Can you talk a little about the role, perhaps throughout Europe, that arts and artists have played in those kinds of protests? And what you think the role of art in public space really is?


NK: Well, I think that there has been a community of artists that are linked, some of them acting on their own, who are trying to free art from-a friend of mine, John Jordan, is one of the founders of Reclaim the Streets in England. He recently gave a paper at the Tate Modern in London, which was about performance art, and the name of his presentation was "Escape the Art Bunker." It was sort of a challenge to the arts community in Britain, who do tend to lock themselves up in art bunkers. And the Tate looks like a bunker, which is why he used that phrase. To bring art to the streets, and to make that their tool. I guess to come back again to the Zapatistas-there’s this idea that anything can be a weapon if you use it right. And you know, that’s their famous phrase: Our word is our weapon.
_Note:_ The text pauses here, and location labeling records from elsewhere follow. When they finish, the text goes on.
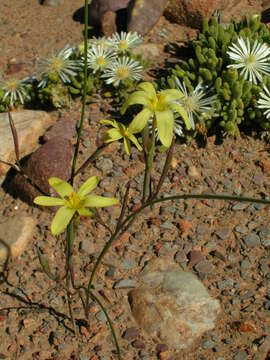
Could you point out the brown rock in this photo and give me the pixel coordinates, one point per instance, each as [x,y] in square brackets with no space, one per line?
[63,128]
[172,305]
[30,125]
[16,232]
[51,159]
[190,12]
[195,257]
[98,8]
[144,14]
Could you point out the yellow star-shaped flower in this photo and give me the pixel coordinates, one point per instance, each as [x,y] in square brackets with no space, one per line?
[72,202]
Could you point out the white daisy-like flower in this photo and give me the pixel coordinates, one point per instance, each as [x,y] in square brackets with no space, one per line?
[59,65]
[124,42]
[196,102]
[122,69]
[264,101]
[253,62]
[16,90]
[99,58]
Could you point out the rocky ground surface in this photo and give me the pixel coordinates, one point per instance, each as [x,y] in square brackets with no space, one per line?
[225,244]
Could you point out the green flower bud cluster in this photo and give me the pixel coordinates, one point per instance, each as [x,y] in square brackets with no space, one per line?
[236,98]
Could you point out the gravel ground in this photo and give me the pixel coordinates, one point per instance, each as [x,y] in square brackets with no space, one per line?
[225,244]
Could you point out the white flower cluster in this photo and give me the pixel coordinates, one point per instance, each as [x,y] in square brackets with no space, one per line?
[111,57]
[254,61]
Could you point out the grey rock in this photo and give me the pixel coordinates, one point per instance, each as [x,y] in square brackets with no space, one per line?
[168,300]
[252,240]
[30,125]
[144,14]
[225,284]
[125,284]
[204,267]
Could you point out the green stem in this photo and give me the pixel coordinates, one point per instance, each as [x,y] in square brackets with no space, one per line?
[128,221]
[84,93]
[149,163]
[69,247]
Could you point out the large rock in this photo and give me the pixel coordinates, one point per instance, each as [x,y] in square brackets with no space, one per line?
[16,232]
[54,158]
[103,12]
[172,304]
[144,14]
[30,125]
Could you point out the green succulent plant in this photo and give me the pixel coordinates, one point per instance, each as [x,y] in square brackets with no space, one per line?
[211,63]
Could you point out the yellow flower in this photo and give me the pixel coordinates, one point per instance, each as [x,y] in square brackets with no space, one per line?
[161,106]
[72,202]
[118,132]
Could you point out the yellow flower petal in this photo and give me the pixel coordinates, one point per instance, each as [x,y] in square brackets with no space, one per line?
[112,135]
[61,220]
[61,187]
[181,111]
[165,124]
[48,201]
[140,121]
[127,146]
[85,212]
[100,201]
[135,142]
[88,186]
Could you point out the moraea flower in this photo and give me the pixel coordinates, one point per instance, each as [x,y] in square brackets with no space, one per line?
[72,202]
[161,107]
[118,132]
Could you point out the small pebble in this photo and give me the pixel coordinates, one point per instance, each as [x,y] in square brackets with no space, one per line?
[252,240]
[204,267]
[125,283]
[208,344]
[138,344]
[241,355]
[131,333]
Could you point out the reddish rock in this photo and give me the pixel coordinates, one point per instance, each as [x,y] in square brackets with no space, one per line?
[51,159]
[144,14]
[190,12]
[63,128]
[195,257]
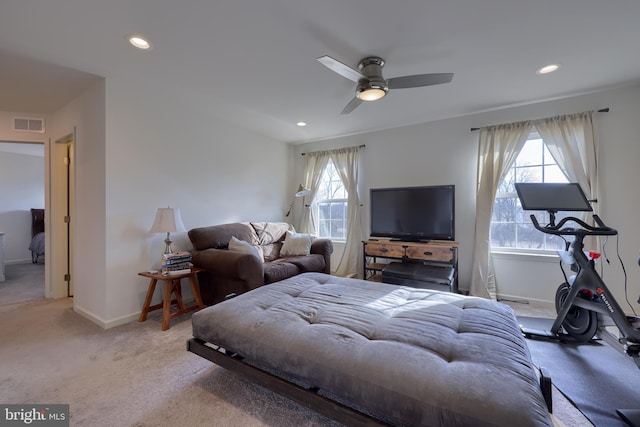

But a video camera can be a weapon, and poetry can be a weapon. One of the examples that I am thinking of is a project that happened in Quebec City during the protest against the Free Trade Area of the Americas (FTAA) a couple years ago. A group of artists realized that there was going to be a huge repression, and they wanted to do something that would be both beautiful and functional. So they produced about 5,000 bandanas that they silk-screened with the image of a fence on it. Because that was sort of the image of Quebec City. They fenced the whole downtown.

It was a way of taking, of playing-being aware of how our movement’s iconography was being manipulated in the media. Black Bloc sort of all masked-up and anonymous. It was becoming almost borg-like and threatening. They were realizing that people do need to wear masks because they are being tear-gassed, but how can you play with the image of the mask so that you are more in control of your image?

Right before September 11th, when there were going to be protests in Washington against the World Bank and IMF, there was a project. Those protests were cancelled because the meetings were cancelled, but the project by a group of artists was to put sequins and feathers on gas masks. Once again it is the same idea. The idea of art that is functional.

I’ll give you another example from Argentina. What I’ve been doing in Argentina is making a documentary film about an amazing movement that’s happening there, which is the occupied factory movement. You have all these factories that during the economic crisis were shut down, went bankrupt, or the owners decided it was no longer profitable to do business in Argentina, and they shut down the factories to move them elsewhere. But in about 150 cases the workers at these factories refused to leave, so they locked themselves in and did something which was kind of the reverse of a strike. Instead of withholding their labor in the traditional strike sense, they refused to stop working. Seamstresses refused to leave their machines and kept sewing, and tile workers kept making ceramic tiles. The factories in 150 cases have stayed open, are sustainable, and people are getting paid, in many cases more than they were before.

In one of the most famous cases, there was a factory called Brookman. It was a clothing factory and it was one of the first factories to be occupied. While we were there, they were evicted after a year and a half of staying working, of continuing production. There was a massive police presence outside the factory, and the workers decided that they wanted to go back in and retake the factory. So once again there was a group of international artists who had a meeting to talk about what they could do to help, to be practically useful.